Deep Sky Memories

横浜の空で撮影した星たちの思い出

DeNoise AI で木星を処理してみたけれど…

先日のM42の写真に DeNoise AI を使った記事へのコメントで id:snct-astro さんから「木星にDenoiseAIを施した結果を見て見たい」とのリクエストがあったのでやってみました。

元画像は昨年の6月13日のベストショットです。仕上げ後の画像がこちら。

木星 (2019/6/13 22:07) (再々々々々処理(セルフLRGB))
木星 (2019/6/13 22:07) (再々々々々処理(セルフLRGB))
高橋 ミューロン180C (D180mm f2160mm F12 反射), AstroStreet GSO 2インチ2X EDレンズマルチバロー (合成F40.4), ZWO IR/UVカットフィルター 1.25", ZWO ADC 1.25" / Vixen SX2 / ZWO ASI290MC / 露出 1/60s x 1000/3000コマをスタック処理 x 4 を de-rotation / AutoStakkert!3 3.0.14, RegiStax 6.1.0.8, WinJUPOS 11.0.2, Photoshop CC 2019, Lightroom Classic CC で画像処理

画像処理を色々頑張った結果です。詳細は6月30日の記事で。

まず単純にこの画像を DeNoise AI で処理してみます。パラメータは Remove Noise/Sharpen/Recover Original Detail = 15/0/0 です。

仕上げ後の最終画像をDeNoise AIで処理したもの

あれ?なんかむしろノイズ増えてませんか?どうも wavelet 処理、特に Use Linked Wavelets を有効にした時に浮き出てくる微妙な濃淡のパターン(おそらく実際の木星の模様ではなくてアーティファクト)がディテールと認識されて強調されてしまっています。むしろこのパターンを消して欲しかったのですが…

また、大赤斑の周りのコントラストの強い部分が妙にエッジが立った形に強調されてしまって、不自然な仕上がりになっています。元々強調しすぎ感のある部分なのですが、それが余計に悪化した形です。

別のアプローチも試してみました。

wavelet 処理で強い強調処理をかけようとすると元画像のノイズが浮き出てしまい限界があるのですが、それならば wavelet 処理前の画像に DeNoise AI をかけて、それに wavelet をかければ強い強調処理ができるのでは… と思って、疑似LRGB(セルフLRGB)*1 の疑似L画像に DeNoise AI をかけたものを wavelet 処理してみました。

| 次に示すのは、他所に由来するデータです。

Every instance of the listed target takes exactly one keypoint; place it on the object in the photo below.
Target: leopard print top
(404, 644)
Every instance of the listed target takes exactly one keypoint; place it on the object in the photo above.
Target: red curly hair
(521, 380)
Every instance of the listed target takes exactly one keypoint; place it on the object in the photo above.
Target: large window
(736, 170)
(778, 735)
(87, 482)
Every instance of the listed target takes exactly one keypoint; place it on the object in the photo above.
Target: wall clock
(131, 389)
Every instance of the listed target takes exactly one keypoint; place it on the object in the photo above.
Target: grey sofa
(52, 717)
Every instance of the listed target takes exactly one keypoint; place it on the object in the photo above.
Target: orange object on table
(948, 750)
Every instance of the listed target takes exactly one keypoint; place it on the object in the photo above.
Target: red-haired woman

疑似L画像をDeNoise AIで処理したものにwavelet処理をかけたもの
疑似L画像をDeNoise AIで処理したものにwavelet処理をかけたもの

なんじゃこりゃー! wavelet をかける前の画像に異常は感じなかったのですが、RegiStax で最初の画像を仕上げた時と同じパラメータを適用したところ、こんなぐちゃぐちゃな画像になってしまいました。ディテールは潰れて縞々のノイズは浮き出てL画像なのにカラーノイズまで出てきてしまっています。

DeNoise 先生、そもそも白黒写真でラーニングしてないのかも、と思い、今度はRGB画像を DeNoise AI して、RGB用の弱めのパラメータで wavelet 処理したのがこちら。

RGB画像をDeNoise AIで処理したものにwavelet処理をかけたもの
RGB画像をDeNoise AIで処理したものにwavelet処理をかけたもの

やっぱりダメですね… どうも低コントラストの濃淡はノイズと認識されて塗りつぶされてしまうようです。それもわりと雑な形で。

というわけで、惑星写真の DeNoise AI はうまくいきませんでした。他の人はそれなりに使えてるようなので、こちらの画像処理との相性が悪いということなのでしょうけど、wavelet 前の画像への適用はそれなりにうまくいきそうだと思っていたので、ここまで変になるのは意外でした。DeNoise 先生の心の闇を見た気分です…

*1:カラーカメラで撮った画像をモノクロ化したものをL画像としてLに強い強調処理、RGBに弱い強調処理をかけてからLRGB合成する手法。カラーノイズを回避して強い強調処理がかけられるため解像感が上がる。